CASIA OpenIR  > 模式识别国家重点实验室
面向数据失配的鲁棒性声学建模方法研究
刘斌
2020-05-29
页数130
学位类型博士
中文摘要
语音是人与机器最自然的交互方式之一,让机器能够理解语音中的含义,是人们长期以来的追求。深度学习模型强大的特征学习和建模能力,显著提高了以语音唤醒、语音识别为代表的语音交互技术的性能,大大提升了语音交互的体验。然而,在实际应用中,当训练集与测试集在数据分布上具有较大差异时,这种数据失配的问题会造成语音系统性能的急剧下降,阻碍了语音技术从实验研究走向实际应用的发展趋势。
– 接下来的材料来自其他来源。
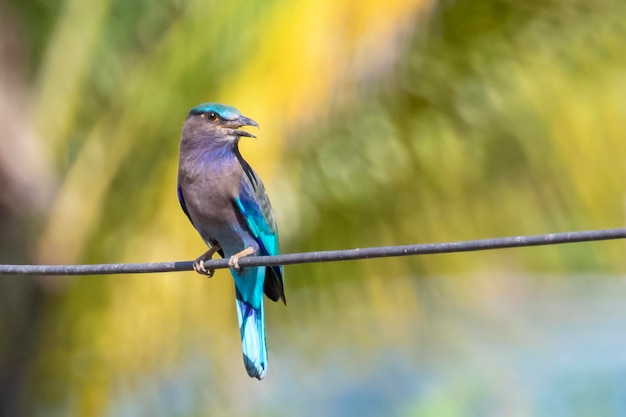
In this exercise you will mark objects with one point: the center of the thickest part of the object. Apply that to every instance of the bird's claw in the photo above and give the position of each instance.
(198, 264)
(233, 262)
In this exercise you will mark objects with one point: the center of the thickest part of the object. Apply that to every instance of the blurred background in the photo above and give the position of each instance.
(383, 122)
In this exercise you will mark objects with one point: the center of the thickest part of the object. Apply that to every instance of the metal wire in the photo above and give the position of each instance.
(323, 256)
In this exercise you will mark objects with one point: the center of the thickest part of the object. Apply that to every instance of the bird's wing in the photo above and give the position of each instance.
(255, 207)
(181, 200)
(183, 205)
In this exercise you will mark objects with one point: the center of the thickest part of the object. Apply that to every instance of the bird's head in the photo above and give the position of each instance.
(218, 121)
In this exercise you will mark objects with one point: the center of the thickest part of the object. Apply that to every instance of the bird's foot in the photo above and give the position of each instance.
(198, 264)
(233, 262)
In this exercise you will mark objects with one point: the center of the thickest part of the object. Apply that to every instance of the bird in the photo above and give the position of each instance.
(226, 202)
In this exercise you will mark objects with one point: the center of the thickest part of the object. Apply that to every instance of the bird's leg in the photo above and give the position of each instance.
(198, 264)
(233, 262)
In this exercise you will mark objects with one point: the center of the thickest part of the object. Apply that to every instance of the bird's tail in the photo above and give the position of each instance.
(252, 328)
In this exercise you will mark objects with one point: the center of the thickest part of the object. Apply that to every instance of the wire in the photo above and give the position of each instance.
(323, 256)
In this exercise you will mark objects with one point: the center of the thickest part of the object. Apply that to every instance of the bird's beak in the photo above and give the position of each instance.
(239, 122)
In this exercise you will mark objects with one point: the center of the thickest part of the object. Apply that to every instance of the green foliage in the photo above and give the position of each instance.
(382, 123)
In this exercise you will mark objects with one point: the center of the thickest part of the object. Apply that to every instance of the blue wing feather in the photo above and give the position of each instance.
(254, 206)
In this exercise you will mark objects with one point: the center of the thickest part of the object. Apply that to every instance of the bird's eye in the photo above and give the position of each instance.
(211, 116)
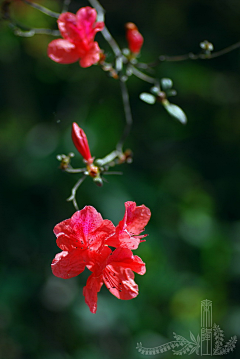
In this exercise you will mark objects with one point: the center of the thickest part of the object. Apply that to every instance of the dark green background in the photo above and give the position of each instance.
(187, 175)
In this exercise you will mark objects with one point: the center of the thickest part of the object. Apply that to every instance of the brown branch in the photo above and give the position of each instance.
(191, 56)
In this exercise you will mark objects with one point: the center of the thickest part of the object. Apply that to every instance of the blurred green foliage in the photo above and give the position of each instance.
(187, 175)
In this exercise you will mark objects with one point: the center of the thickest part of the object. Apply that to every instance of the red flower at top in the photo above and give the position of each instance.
(129, 228)
(81, 143)
(78, 32)
(134, 38)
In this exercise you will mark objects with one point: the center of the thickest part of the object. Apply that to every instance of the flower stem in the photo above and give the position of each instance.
(128, 114)
(74, 190)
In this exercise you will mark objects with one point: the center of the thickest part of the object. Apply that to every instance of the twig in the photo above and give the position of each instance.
(42, 9)
(191, 56)
(107, 159)
(143, 76)
(74, 190)
(128, 114)
(32, 32)
(75, 170)
(106, 34)
(66, 4)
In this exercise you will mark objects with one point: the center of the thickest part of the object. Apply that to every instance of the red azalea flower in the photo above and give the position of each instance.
(134, 38)
(129, 228)
(81, 143)
(78, 32)
(115, 269)
(78, 237)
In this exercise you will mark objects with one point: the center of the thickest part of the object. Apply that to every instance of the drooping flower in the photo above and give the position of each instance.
(78, 32)
(115, 270)
(129, 228)
(79, 237)
(81, 143)
(134, 38)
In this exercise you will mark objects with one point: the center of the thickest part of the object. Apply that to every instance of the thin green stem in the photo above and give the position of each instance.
(143, 76)
(107, 159)
(43, 9)
(128, 115)
(74, 190)
(66, 4)
(191, 56)
(106, 34)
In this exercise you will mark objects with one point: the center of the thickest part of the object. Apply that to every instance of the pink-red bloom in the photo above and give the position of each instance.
(78, 237)
(81, 143)
(129, 228)
(78, 32)
(115, 270)
(134, 38)
(85, 239)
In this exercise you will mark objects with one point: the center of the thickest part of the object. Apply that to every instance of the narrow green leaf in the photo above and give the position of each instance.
(176, 112)
(148, 98)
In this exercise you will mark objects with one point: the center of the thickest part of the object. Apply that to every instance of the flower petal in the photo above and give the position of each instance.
(87, 27)
(81, 142)
(120, 282)
(124, 257)
(62, 51)
(91, 57)
(69, 264)
(135, 218)
(90, 291)
(123, 239)
(67, 24)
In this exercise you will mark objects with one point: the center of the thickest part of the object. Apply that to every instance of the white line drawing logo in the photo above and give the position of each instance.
(210, 334)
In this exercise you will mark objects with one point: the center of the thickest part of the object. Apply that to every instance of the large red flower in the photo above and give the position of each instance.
(79, 237)
(129, 228)
(115, 269)
(78, 32)
(85, 239)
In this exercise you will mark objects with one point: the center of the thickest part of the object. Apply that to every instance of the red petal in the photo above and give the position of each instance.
(101, 234)
(120, 282)
(134, 38)
(91, 57)
(81, 143)
(135, 218)
(87, 27)
(86, 221)
(90, 291)
(124, 258)
(67, 24)
(69, 264)
(123, 239)
(63, 51)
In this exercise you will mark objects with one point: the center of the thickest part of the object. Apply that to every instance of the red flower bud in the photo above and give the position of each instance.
(81, 143)
(134, 38)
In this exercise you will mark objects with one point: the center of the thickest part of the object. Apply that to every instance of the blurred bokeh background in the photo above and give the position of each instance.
(189, 176)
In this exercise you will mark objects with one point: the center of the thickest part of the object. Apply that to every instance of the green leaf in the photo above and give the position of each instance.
(176, 112)
(148, 98)
(166, 84)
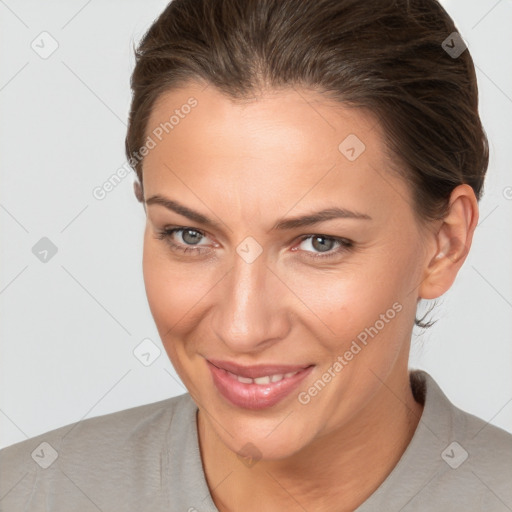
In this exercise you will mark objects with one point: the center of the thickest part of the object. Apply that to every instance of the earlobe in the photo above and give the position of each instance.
(451, 245)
声学模型是语音识别和语音唤醒的核心组成部分,面对数据失配的问题,鲁棒性声学建模也是提升语音系统鲁棒性的重要方法,其研究具有重要的理论意义和应用价值。
数据失配主要表现在:语音的信噪比不同、混响时间不同、噪声类型多样,造成声学环境的失配问题;说话人的口音不同、语速不同、年龄不同,尤其是儿童和成人的发音方式差异较大,造成说话人失配问题;训练样本类别不均衡,造成数据失配问题。鲁棒性声学建模的研究目标是尽可能消除或缩小训练数据与测试数据之间的失配,提高语音系统的性能。本文在充分把握鲁棒性声学建模领域的基本理论和前沿方法的基础上,瞄准实际应用中的数据失配的问题进行探索,深入研究鲁棒性声学建模方法。论文的主要内容和创新点包括:
(1)提出了一种基于深度对抗训练的鲁棒性声学建模方法。由于语音受到噪声干扰,造成声学环境的失配,导致语音识别的性能下降。对此通常采用语音增强进行降噪,而此方法一般使用手工设计目标函数,其在抑制噪声的同时,会引入语音频谱的失真,生成的频谱过度平滑,缺少真实语音的精细结构,往往会降低语音识别的性能。此外,由于语音增强部分通常与语音识别部分的优化目标不同,无法朝最终语音识别目标进行优化,导致了次优解。所提的基于深度对抗训练的声学建模方法,结合了生成对抗网络以及声学模型的优势,通过深度对抗的策略,有效减小了噪声环境语音数据和真实训练数据的分布差异,提升了声学模型的鲁棒性。对抗训练方式不需要手工设计损失函数,相对语音增强方法,该框架没有增加计算的流程和复杂度,而且不需要一一对应平行的带噪数据和纯净数据,可作为通用训练框架提升现有声学模型的噪声鲁棒性。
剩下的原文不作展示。